Il naso di Cyrano: Macbeth

domenica 22 gennaio 2017

Macbeth



Venerdì sera, con la mia amica L., sono andata a teatro.
Era tanto tempo che non ci andavo più, un po’ perché, da quando la Fg ha traslocato dal suo Ab ed è emigrata, mi manca la complice delle nostre scorribande filologiche, un po’ perché ogni anno muoiono tanti veri attori, quelli che, per aver frequentato l’accademia o per aver fatto tanta gavetta nelle compagnie teatrali, sapevano recitare davvero, rimpiazzati da cani che, dopo aver fatto un po’ di cinema o qualche comparsata in tv, si credono attori. Ormai, se non si vuole rimpiangere di aver speso i soldi del biglietto, tranne rarissime eccezioni, si deve scegliere in base all’età: dai Settanta anni in su.
Franco Branciaroli ha giusto Settanta anni, fa teatro da una vita, ha lavorato con Luca Ronconi e Carmelo Bene e, venerdì’ sera, nel Macbeth ha confermato di essere un grande.
La messa in scena mi è piaciuta: la scena, minimalista, richiamava quelle del Globe, una serie di scivoli e parallelepipedi, quattro porte, uno scorrevole, una botola.

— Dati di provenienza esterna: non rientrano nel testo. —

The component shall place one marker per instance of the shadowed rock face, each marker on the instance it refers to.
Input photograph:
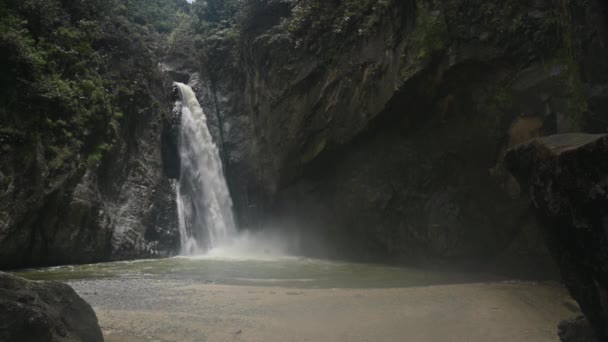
(566, 177)
(385, 137)
(49, 311)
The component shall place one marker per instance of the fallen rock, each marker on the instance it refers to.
(575, 330)
(41, 311)
(566, 177)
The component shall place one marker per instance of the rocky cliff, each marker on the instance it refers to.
(82, 106)
(380, 126)
(34, 311)
(566, 177)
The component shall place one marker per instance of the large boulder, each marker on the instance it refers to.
(44, 311)
(566, 177)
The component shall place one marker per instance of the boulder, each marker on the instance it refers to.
(566, 177)
(43, 311)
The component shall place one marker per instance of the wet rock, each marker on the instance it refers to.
(392, 130)
(48, 311)
(576, 330)
(566, 177)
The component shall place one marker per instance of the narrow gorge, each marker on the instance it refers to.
(292, 147)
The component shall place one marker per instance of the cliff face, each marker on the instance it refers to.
(566, 177)
(82, 106)
(380, 126)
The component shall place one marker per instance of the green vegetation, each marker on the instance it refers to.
(61, 86)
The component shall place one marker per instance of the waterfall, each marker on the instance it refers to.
(203, 201)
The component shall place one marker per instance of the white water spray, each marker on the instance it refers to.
(204, 205)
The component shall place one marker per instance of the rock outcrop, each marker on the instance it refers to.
(82, 178)
(566, 177)
(44, 311)
(387, 121)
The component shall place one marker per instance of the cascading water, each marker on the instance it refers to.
(204, 205)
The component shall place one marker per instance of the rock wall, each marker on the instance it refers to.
(122, 208)
(566, 177)
(380, 128)
(33, 311)
(81, 173)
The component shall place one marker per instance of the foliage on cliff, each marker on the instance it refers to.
(69, 73)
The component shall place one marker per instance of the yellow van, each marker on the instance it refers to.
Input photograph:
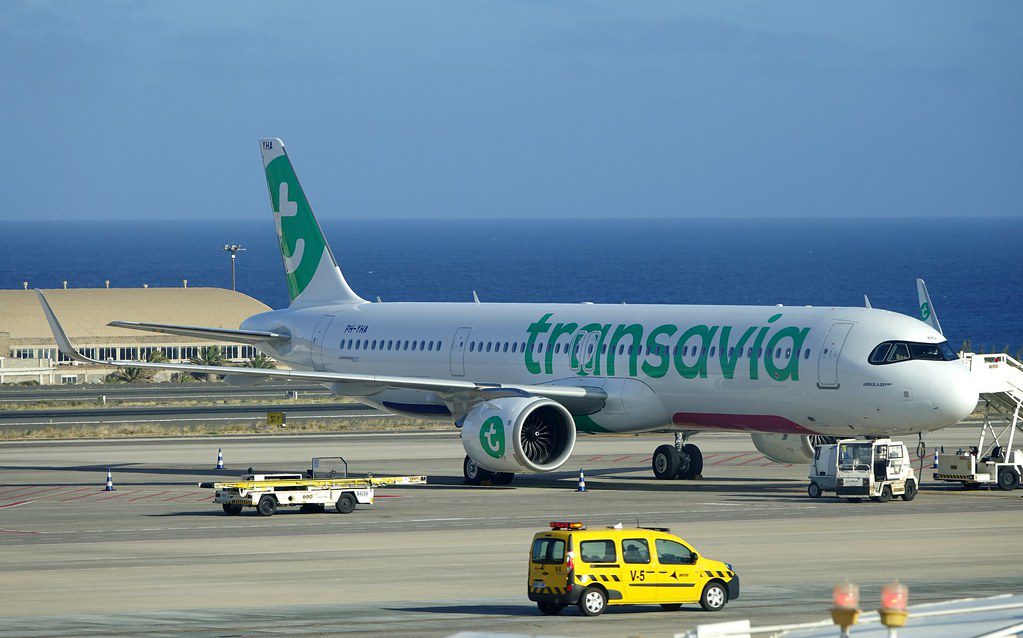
(592, 568)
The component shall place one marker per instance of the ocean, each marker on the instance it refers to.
(973, 267)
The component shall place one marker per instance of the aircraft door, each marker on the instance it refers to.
(830, 353)
(319, 333)
(458, 351)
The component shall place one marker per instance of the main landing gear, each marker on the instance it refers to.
(474, 474)
(682, 460)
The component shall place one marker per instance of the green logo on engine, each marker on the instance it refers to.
(492, 437)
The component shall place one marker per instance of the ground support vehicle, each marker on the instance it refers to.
(853, 468)
(592, 568)
(991, 461)
(269, 492)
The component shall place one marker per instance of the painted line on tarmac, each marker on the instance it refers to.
(139, 498)
(295, 417)
(15, 504)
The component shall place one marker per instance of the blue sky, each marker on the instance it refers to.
(135, 109)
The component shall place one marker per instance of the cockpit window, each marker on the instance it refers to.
(899, 353)
(893, 352)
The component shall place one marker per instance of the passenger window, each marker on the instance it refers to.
(597, 551)
(635, 551)
(550, 551)
(670, 552)
(900, 352)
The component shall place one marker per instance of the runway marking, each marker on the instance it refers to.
(731, 458)
(98, 490)
(69, 492)
(120, 495)
(756, 458)
(15, 504)
(41, 491)
(139, 498)
(240, 417)
(186, 494)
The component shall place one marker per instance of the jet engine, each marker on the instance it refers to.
(519, 434)
(789, 448)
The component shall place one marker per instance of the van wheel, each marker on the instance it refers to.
(592, 601)
(910, 491)
(1008, 480)
(267, 505)
(714, 597)
(665, 462)
(473, 473)
(346, 504)
(550, 608)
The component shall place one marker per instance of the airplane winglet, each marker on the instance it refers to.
(63, 344)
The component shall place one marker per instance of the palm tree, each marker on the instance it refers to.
(210, 356)
(261, 361)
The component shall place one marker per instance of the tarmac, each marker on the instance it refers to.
(158, 557)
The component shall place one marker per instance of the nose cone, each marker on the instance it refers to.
(953, 394)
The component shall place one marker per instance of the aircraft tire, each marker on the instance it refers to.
(502, 477)
(473, 473)
(691, 462)
(665, 462)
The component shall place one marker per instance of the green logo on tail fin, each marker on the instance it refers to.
(302, 244)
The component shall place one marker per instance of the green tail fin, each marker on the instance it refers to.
(312, 272)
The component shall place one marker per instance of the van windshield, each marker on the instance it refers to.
(854, 456)
(548, 551)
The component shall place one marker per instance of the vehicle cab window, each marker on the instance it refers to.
(597, 551)
(635, 551)
(670, 552)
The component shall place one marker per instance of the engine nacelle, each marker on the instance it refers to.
(789, 448)
(519, 434)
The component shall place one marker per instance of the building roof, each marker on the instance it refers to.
(84, 313)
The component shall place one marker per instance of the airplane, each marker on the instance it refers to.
(520, 380)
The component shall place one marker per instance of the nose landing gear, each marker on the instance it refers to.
(680, 461)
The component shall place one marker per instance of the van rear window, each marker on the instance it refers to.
(548, 550)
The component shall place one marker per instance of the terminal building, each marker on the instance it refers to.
(29, 352)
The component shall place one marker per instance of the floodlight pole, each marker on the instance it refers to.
(233, 249)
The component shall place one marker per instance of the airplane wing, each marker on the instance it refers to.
(927, 313)
(225, 334)
(454, 391)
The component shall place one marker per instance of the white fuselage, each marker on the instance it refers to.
(768, 369)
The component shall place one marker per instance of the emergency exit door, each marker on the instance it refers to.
(830, 354)
(458, 351)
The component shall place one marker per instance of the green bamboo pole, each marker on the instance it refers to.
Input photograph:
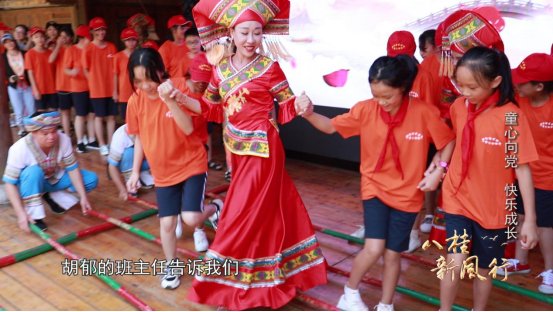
(121, 291)
(71, 237)
(501, 284)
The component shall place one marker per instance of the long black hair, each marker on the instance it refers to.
(396, 72)
(151, 60)
(486, 64)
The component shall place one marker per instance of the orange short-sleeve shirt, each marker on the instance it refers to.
(481, 197)
(63, 81)
(124, 87)
(43, 72)
(540, 120)
(72, 60)
(423, 87)
(172, 155)
(421, 126)
(431, 64)
(175, 57)
(99, 63)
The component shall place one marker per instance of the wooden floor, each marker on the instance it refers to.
(330, 194)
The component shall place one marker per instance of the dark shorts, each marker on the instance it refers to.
(81, 101)
(122, 107)
(544, 207)
(47, 101)
(486, 244)
(65, 100)
(104, 107)
(185, 196)
(384, 222)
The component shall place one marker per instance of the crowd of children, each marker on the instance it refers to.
(450, 121)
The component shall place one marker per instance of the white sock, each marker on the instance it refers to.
(349, 292)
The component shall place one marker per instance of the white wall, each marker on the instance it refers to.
(327, 35)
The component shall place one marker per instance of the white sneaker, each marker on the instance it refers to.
(514, 267)
(200, 240)
(414, 242)
(359, 233)
(352, 303)
(384, 307)
(214, 218)
(169, 281)
(546, 286)
(426, 224)
(146, 179)
(104, 150)
(178, 229)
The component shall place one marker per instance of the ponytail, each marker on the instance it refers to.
(486, 64)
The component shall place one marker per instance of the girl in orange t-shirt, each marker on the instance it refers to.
(533, 79)
(390, 179)
(477, 188)
(122, 86)
(177, 158)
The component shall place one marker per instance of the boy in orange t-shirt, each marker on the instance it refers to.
(403, 42)
(175, 53)
(402, 127)
(63, 81)
(98, 66)
(533, 79)
(122, 85)
(478, 195)
(78, 89)
(41, 72)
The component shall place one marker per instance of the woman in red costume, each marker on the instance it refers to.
(264, 226)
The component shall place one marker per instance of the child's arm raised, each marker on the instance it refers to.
(183, 120)
(304, 108)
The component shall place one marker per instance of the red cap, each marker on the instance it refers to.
(177, 20)
(129, 33)
(140, 19)
(401, 42)
(4, 27)
(35, 30)
(535, 67)
(200, 69)
(83, 31)
(97, 23)
(150, 44)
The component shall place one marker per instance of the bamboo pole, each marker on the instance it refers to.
(504, 285)
(71, 237)
(121, 291)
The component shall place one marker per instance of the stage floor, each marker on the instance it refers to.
(330, 194)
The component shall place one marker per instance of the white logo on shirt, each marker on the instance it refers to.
(491, 141)
(546, 125)
(414, 136)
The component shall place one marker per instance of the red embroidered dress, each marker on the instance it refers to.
(264, 225)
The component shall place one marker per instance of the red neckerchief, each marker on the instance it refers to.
(467, 144)
(392, 122)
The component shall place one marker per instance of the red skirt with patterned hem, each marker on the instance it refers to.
(264, 228)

Anche i costumi erano assai evocativi: rossi, bianchi e oro quelli del protagonista e della Lady, grigi, come la scena, quelli degli altri.
Le scene delle sorelle fatali e i due monologhi della regina sono stati lasciati in lingua originale con la bella musicalità del verso shakespeariano, sul fondo veniva proiettata la traduzione che a me non è servita: praticamente li conosco a memoria!

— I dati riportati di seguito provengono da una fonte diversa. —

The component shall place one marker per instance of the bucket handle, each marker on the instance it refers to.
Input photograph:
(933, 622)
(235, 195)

Branciaroli ha interpretato un Macbeth, molto moderno, troppo moderno: un irresoluto, secondo la tradizione certo, ma troppo introspettivo, troppo psicologico, a mio parere, più Amleto che Macbeth; mancava la cattiveria e l’enfasi declamatoria che in genere l’accompagna, che uno si aspetta quando assiste alla “Tragedia scozzese”.
Eppure lo spettacolo mi è piaciuto nonostante o forse proprio per quel senso di incompletezza che mi ha trasmesso, c’era comunque una grandezza nei personaggi del re e della sua lady, una grandezza della malvagità, dell’ambizione, dell’immoralità che caratterizza tanti dei “cattivi” del Teatro e della Letteratura e che, da sempre, affascina lettori e spettatori.